CourtU.S. District Court — Central District of California

Iverson, Yoakum, Papiano & Hatch, Los Angeles, Cal., for plaintiffs.

Fredric D. Woocher, Ethan P. Schulman Center for Law in the Public Interest, John E. Huerta, Mexican American Legal Defense and Educational Funds, Inc., Kenneth Cirlin, Deputy City Atty., Los Angeles, Cal., for defendants.

ORDER GRANTING INTERVENORS' MOTIONS FOR DISMISSAL and SANCTIONS

DAVID W. WILLIAMS, Senior District Judge.

Arthur K. Snyder was elected Councilman of the 14th Council District of the City of Los Angeles on April 12, 1983. Shortly after his election, supporters of the candidate he defeated, Steve Rodriguez, initiated a campaign to have Snyder recalled. On December 2, 1983, the recall proponents served on Snyder, and had published in the Los Angeles Daily Journal, a notice of intention to recall Snyder and the reasons for the proposed recall. In accordance with the requirements of the City Election Code in effect at the time, the notice and accompanying statement were published and printed in English only. On December 16, 1983, Snyder published his answer to the recall statement in the Los Angeles Herald Examiner in both English and Spanish.

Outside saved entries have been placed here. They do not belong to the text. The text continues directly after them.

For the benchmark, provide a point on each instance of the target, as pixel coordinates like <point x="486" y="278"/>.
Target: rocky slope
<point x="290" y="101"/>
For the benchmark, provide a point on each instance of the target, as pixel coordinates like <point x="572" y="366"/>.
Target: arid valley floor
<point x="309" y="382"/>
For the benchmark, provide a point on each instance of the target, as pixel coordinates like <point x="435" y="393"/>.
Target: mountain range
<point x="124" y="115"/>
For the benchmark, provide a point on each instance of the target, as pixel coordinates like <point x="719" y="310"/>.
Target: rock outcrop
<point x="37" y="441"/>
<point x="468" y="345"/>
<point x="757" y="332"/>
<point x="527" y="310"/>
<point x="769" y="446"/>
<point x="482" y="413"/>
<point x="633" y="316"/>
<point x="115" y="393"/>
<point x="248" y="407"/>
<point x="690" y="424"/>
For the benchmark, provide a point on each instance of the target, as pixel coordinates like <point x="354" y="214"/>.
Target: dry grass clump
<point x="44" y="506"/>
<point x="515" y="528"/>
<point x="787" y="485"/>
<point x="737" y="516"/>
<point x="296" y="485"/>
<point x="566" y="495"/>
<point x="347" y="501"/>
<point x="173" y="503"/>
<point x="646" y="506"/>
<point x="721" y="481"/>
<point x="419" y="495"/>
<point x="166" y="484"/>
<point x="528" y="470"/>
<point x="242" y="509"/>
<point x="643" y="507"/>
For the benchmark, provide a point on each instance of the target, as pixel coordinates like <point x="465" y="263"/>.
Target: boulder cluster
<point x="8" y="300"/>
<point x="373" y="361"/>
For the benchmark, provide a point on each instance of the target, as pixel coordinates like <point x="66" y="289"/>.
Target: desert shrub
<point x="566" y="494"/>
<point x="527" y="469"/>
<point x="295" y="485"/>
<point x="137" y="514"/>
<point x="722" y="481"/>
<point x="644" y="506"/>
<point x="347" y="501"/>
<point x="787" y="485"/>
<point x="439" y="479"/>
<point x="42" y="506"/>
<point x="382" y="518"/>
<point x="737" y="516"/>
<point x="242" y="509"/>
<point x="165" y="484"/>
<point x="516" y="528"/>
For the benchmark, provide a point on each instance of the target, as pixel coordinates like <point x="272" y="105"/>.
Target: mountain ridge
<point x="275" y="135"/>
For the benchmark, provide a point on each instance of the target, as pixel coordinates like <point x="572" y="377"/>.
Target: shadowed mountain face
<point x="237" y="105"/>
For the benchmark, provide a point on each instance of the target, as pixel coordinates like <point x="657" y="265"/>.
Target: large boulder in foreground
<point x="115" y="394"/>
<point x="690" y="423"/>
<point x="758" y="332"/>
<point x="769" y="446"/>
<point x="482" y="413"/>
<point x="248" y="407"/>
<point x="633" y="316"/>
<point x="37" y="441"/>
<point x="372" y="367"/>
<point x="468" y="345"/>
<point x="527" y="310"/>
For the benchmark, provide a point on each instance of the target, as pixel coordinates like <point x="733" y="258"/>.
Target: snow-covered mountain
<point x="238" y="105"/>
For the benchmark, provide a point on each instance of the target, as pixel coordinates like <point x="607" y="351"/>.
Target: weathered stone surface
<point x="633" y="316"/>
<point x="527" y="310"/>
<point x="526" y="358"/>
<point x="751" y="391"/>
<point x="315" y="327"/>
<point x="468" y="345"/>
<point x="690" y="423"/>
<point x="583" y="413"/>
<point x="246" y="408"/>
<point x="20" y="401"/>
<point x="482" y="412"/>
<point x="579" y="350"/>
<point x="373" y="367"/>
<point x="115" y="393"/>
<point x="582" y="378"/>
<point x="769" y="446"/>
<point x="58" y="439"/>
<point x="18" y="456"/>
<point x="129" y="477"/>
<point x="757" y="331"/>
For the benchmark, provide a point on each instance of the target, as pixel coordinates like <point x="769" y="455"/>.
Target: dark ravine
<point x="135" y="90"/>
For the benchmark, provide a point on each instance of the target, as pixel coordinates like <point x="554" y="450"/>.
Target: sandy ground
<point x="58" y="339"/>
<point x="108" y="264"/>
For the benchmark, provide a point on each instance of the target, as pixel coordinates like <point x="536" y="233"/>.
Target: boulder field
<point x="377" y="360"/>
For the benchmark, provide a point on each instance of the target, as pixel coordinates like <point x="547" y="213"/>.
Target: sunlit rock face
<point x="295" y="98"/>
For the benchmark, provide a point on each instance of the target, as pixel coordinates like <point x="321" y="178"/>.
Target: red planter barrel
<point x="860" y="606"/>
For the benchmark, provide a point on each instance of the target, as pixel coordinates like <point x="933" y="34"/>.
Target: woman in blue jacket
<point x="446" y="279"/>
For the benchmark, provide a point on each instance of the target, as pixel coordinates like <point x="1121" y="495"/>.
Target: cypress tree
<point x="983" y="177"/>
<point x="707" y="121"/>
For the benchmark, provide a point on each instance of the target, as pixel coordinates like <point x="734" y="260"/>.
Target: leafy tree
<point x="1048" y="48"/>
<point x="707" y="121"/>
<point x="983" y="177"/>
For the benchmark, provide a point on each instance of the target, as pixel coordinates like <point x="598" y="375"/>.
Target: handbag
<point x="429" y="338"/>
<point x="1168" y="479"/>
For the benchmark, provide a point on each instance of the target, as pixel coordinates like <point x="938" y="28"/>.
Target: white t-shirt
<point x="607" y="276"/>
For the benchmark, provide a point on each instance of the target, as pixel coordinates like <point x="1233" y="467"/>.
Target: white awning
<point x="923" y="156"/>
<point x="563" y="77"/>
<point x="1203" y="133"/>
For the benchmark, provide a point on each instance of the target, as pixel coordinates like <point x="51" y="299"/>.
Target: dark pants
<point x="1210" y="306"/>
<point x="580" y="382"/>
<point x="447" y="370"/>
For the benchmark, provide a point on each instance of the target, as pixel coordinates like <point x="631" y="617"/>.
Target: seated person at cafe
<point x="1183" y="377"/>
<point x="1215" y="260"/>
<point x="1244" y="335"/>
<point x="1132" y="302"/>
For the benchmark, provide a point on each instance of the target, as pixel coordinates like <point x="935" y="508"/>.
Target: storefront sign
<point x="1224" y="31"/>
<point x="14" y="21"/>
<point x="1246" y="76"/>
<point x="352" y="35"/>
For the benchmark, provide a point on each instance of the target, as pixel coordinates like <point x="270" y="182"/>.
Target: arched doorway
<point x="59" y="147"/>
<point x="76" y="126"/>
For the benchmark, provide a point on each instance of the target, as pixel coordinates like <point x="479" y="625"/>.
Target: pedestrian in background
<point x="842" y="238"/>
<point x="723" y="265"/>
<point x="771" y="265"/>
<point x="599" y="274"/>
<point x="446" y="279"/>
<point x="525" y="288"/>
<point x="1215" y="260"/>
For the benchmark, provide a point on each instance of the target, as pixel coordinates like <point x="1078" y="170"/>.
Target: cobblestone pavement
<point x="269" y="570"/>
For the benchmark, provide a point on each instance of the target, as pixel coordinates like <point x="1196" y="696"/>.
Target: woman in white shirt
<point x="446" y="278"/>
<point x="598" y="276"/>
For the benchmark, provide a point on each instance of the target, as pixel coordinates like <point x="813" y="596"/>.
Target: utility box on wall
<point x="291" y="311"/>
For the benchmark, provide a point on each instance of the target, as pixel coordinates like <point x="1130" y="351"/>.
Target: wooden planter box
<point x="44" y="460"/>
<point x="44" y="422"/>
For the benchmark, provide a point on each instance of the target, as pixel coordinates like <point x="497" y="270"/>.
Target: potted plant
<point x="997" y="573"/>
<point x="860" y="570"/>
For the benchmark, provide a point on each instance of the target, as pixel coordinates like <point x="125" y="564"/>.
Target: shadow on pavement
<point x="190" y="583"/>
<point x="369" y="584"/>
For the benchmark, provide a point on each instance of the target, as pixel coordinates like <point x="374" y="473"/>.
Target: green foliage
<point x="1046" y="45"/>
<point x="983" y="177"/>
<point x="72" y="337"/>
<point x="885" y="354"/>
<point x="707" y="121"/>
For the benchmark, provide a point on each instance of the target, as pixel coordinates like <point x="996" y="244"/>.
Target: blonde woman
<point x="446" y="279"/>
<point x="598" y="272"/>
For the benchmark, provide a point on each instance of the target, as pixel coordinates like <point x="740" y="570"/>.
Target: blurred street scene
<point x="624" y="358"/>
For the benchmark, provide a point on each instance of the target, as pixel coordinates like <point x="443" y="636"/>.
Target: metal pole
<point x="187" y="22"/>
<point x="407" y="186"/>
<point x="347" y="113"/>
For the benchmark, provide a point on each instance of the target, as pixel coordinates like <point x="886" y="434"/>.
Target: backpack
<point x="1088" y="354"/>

On December 23, 1983, the recall proponents began circulating petitions and gathering signatures. On that date, however, the Los Angeles City Council unanimously passed Ordinance No. 158584, effective December 27, 1983, which provided that all recall materials must be published in both English and Spanish. The recall proponents then reprinted their petitions in English and Spanish and continued their efforts to get signatures for the recall. The petitions were tendered to the City Clerk on February 8, 1984, but were refused because the new ordinance required both the petition and the initial notice to be printed in English and Spanish. The recall proponents then initiated an action in the Superior Court of Los Angeles County to compel the City Clerk to accept the petitions for filing and determine whether there were sufficient signatures for a recall election to be held. The Superior Court found in favor of the recall proponents but the City of Los Angeles filed a notice of appeal thus staying the Superior Court's ruling. As a result, the City Clerk stopped processing the recall petition. The recall proponents proceeded to file an emergency application for an Order from the Court of Appeal dissolving the automatic stay of the Superior Court's ruling pending appeal. The Court of Appeal dissolved the stay and directed the City to comply with the Superior Court's ruling. After many delays, the signatures were counted and the clerk determined there were sufficient signatures for a recall election to be held. The election is presently scheduled for August 21, 1984.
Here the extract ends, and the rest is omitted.